W walce o prawa pracownicze i utworzenie niezależnych związków zawodowych aktywnie brali udział robotnicy z Elbląga, którzy 21 sierpnia włączyli się do strajków. Nasze miasto było jednym z pierwszych, poza Trójmiastem, które wsparło strajk solidarnościowy, wysyłając delegację do Stoczni Gdańskiej. Za te działania, za wykazanie się niewzykłą odwagą powinniśmy dziś dziękować ówczesnym robotnikom z całej Polski – my zaś szczególnie robotnikom z Elbląga. Wielki, oddolny ruch polskiej „Solidarności” może być dumny z podpisania Porozumien sSerpniowych, które odbyło się bez użycia przemocy i rozlewu krwi. Ta madrość wzięła się z brutalnie stłumionych robotniczych prostestów w grudniu 1970 roku. Doświadczenie grudnia pomogło dekadę później w zorganizowany i przemyślany sposób prowadzić robotniczy protest. Lekcja grudnia nie poszła na marne, a „Solidarność” oznaczała pokojowe zwycięstwo społeczeństwa nad totalitarną i komunistyczną władzą. (...) Jako prezydent jestem dumny z historii, która 38 lat temu działa się również tu – w naszym mieście – dając początek tym wielkim przemianom.

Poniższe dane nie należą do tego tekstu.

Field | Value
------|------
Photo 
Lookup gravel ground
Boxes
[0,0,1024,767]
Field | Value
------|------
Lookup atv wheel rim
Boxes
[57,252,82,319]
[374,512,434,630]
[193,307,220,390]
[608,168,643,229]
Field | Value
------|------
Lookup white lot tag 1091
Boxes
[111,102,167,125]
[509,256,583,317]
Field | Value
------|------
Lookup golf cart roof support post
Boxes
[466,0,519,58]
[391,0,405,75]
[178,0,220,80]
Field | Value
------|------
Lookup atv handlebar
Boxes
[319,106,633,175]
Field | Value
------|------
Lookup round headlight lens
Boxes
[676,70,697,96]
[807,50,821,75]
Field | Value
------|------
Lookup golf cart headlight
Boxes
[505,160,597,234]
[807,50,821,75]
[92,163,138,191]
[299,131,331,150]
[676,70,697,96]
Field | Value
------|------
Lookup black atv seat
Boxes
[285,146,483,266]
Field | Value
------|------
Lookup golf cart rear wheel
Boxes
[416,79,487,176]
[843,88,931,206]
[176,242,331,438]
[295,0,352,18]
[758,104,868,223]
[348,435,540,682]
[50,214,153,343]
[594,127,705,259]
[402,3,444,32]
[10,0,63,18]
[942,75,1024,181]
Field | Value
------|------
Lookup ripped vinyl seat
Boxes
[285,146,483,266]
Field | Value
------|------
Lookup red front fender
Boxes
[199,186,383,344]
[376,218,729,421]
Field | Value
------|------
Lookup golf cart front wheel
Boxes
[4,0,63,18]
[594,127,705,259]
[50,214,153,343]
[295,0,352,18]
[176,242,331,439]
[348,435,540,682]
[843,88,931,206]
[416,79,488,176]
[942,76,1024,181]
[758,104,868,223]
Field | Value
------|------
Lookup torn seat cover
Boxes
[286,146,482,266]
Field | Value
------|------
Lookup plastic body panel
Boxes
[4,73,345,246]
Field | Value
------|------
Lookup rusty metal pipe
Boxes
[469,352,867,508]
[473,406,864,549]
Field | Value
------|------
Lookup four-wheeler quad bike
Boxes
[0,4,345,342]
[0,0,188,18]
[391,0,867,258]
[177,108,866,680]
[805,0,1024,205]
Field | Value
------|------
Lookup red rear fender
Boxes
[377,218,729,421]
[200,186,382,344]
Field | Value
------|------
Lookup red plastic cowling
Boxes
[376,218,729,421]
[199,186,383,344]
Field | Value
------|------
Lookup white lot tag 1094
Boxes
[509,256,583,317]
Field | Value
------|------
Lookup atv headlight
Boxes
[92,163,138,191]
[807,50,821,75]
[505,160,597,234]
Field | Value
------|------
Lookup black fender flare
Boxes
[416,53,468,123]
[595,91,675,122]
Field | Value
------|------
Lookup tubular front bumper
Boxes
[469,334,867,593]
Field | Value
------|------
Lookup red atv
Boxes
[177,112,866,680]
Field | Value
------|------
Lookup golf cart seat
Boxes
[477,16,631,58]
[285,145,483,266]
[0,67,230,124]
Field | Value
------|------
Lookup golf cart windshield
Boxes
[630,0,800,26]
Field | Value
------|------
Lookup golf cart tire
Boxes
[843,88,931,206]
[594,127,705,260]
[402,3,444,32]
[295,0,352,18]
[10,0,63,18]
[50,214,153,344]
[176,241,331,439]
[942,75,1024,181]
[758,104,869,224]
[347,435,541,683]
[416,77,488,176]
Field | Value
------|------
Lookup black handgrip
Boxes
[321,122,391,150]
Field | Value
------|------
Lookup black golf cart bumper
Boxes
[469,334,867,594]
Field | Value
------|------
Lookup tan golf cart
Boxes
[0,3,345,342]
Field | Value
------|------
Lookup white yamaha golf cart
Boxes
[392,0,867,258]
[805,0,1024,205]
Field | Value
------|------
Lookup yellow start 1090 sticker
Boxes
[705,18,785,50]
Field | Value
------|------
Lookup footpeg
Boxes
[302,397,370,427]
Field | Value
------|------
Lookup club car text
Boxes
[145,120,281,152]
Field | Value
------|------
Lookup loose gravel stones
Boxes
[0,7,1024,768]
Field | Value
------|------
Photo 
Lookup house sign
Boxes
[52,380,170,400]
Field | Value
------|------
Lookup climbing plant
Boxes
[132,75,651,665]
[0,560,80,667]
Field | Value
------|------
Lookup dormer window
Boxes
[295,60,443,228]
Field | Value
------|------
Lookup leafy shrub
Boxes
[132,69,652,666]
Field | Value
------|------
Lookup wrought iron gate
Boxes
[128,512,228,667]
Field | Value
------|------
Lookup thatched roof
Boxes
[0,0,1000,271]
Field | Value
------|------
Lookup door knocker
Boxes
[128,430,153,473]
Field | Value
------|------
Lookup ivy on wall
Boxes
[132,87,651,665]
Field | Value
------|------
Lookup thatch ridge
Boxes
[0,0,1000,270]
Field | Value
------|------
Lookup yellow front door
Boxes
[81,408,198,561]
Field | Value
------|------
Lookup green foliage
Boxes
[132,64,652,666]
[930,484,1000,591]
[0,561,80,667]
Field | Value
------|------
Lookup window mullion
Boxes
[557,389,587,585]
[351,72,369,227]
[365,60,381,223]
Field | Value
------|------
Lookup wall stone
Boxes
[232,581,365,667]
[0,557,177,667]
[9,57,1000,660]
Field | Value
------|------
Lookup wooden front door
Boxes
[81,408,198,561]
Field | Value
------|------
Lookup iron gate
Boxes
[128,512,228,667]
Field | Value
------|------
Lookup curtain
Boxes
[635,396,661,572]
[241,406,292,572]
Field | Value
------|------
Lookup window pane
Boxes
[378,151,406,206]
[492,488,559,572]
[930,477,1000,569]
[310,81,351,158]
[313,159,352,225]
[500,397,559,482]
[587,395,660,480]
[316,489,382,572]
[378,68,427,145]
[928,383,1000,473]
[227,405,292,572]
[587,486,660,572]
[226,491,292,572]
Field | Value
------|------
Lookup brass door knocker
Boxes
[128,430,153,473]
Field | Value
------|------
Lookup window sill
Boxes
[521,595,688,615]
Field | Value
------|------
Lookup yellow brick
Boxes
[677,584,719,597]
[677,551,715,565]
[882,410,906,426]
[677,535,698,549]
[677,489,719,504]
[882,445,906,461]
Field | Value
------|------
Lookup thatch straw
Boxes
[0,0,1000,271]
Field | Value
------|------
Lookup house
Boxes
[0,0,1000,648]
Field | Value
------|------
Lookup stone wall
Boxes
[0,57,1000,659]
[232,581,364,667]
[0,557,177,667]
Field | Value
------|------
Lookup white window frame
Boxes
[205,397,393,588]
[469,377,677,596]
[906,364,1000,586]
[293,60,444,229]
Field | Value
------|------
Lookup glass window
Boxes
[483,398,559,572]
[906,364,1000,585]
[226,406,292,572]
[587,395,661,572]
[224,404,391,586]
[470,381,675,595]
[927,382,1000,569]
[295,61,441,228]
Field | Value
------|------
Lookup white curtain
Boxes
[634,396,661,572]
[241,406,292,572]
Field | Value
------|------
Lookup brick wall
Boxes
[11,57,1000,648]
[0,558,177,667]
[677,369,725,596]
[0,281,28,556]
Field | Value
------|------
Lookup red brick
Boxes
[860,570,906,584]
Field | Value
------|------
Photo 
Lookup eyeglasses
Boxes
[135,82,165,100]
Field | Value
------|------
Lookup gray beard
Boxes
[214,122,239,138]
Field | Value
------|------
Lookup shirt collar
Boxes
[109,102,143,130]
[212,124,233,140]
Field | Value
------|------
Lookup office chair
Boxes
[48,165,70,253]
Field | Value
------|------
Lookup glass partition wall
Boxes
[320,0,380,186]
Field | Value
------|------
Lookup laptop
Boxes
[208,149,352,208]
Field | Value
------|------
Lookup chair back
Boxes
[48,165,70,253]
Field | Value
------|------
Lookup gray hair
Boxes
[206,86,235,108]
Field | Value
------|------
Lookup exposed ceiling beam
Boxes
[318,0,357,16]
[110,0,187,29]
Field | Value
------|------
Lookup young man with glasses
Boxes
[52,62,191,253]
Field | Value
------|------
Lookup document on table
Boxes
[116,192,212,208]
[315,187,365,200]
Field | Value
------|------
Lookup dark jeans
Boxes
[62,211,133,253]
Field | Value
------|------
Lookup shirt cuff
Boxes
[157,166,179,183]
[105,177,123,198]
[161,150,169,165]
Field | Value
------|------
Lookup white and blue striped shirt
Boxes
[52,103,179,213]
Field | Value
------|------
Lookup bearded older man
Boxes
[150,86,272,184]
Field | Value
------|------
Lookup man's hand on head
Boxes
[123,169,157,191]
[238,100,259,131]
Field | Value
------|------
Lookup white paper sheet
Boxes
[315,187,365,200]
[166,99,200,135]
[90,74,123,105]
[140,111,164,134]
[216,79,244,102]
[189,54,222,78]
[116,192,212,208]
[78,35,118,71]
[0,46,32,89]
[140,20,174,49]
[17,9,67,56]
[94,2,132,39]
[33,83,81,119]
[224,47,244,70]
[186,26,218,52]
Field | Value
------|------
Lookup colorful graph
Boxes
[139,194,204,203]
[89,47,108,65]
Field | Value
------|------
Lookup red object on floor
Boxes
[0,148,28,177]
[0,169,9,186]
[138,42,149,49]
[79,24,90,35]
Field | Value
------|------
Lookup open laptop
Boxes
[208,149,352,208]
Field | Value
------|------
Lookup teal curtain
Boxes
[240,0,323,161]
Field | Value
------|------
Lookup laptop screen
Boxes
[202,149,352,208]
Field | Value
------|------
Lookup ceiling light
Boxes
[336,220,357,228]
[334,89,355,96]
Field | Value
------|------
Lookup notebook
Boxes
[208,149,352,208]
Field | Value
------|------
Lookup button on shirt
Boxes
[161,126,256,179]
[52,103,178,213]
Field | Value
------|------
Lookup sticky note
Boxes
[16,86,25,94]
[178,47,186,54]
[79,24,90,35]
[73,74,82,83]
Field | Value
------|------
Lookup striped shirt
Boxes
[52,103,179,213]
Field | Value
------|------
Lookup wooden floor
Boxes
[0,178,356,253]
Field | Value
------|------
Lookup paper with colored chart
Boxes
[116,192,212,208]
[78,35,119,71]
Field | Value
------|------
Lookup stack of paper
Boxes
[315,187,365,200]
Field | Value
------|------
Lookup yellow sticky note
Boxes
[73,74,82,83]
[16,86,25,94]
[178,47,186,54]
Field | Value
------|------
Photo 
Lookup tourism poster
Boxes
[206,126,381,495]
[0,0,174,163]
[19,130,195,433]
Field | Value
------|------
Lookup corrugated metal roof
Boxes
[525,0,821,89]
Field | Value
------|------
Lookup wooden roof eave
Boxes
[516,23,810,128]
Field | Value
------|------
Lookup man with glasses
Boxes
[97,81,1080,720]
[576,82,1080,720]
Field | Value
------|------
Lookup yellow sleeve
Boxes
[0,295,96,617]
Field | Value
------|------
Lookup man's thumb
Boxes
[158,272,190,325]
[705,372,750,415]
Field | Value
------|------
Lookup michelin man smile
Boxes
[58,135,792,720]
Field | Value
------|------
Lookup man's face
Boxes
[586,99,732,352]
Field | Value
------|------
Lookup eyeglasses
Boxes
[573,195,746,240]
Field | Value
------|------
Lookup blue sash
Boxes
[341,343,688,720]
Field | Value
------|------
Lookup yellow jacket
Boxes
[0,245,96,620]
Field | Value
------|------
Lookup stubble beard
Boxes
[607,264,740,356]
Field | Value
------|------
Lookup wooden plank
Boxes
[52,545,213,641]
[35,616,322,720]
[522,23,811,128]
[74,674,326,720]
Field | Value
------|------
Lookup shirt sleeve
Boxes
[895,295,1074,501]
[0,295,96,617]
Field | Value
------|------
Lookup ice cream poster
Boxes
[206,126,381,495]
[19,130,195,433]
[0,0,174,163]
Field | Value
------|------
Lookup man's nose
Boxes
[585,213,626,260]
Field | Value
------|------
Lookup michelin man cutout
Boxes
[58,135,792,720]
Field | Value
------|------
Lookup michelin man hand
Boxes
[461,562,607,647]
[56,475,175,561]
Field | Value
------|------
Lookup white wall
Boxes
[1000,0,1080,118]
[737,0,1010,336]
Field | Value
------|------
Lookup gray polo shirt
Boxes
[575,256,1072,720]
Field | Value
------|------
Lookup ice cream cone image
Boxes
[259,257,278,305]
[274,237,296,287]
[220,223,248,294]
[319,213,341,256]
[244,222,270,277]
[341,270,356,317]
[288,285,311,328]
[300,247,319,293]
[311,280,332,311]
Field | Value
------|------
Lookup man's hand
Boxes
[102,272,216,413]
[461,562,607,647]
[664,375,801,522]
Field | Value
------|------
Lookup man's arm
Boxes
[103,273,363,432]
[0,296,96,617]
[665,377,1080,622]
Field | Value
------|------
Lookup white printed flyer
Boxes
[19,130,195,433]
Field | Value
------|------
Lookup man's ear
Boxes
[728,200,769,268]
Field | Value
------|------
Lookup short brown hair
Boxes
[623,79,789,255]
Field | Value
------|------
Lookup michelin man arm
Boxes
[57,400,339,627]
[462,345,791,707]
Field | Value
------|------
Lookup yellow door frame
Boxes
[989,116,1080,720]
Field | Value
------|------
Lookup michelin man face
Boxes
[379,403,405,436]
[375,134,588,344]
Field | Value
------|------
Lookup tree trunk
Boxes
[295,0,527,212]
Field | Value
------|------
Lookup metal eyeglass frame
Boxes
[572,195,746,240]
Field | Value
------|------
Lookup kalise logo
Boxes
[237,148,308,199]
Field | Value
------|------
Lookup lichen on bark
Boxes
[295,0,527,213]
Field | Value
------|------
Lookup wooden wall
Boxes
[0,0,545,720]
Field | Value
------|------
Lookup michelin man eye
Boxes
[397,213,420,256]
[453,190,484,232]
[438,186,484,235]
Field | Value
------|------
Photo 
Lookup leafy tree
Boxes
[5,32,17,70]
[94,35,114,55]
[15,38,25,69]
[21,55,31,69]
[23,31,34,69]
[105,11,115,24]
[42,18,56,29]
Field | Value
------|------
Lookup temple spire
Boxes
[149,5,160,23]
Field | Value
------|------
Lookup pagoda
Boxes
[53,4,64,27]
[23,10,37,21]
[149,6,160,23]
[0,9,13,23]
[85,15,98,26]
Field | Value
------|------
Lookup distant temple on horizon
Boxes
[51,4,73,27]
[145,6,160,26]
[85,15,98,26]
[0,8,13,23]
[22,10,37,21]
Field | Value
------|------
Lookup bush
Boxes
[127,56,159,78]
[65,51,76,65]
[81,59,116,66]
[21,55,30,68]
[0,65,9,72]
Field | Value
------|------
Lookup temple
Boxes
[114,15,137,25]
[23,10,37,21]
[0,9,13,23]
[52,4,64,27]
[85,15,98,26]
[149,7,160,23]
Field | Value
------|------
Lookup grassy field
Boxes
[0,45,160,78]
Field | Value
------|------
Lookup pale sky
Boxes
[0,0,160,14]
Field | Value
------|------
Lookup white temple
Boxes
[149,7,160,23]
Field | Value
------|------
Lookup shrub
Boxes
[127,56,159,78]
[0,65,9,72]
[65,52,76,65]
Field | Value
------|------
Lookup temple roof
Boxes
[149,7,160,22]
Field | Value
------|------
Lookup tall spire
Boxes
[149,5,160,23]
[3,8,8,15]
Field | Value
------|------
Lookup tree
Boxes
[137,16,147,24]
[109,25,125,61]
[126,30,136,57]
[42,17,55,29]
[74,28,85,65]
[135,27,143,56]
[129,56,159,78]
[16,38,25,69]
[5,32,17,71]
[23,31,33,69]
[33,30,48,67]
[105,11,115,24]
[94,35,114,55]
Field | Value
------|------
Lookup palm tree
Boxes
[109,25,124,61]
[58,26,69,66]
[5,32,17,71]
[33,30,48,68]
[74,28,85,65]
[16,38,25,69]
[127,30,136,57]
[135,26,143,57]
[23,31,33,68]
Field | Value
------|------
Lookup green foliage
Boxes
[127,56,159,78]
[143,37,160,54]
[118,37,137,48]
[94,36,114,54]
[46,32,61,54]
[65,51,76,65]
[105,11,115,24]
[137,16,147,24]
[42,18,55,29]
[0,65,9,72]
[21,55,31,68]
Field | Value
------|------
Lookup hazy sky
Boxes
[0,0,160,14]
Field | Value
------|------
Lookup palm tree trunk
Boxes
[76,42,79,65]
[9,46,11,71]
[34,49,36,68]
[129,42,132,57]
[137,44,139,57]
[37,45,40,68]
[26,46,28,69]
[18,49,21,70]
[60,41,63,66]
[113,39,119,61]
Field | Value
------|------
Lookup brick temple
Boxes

Zwrócił uwagę na powinność budowania jedności, zgody narodowej i pokojowego współdziałania:

Żyjemy dziś w wolnym kraju i naszą powinnością jest dbałość i troska o dziedzictwo sierpnia 80. roku. Wyrażam więc głęboką nadzieję, że przesłanie „Solidarności” – dialogu, porozumienia i wspólnoty – okaże sie silniejsze niż polityczne różnice i codzienne spory. Jestem przekonany, że wtedy uda nam się wspólnie budować Polskę opartą na wzajemnym szacunku i zaufaniu.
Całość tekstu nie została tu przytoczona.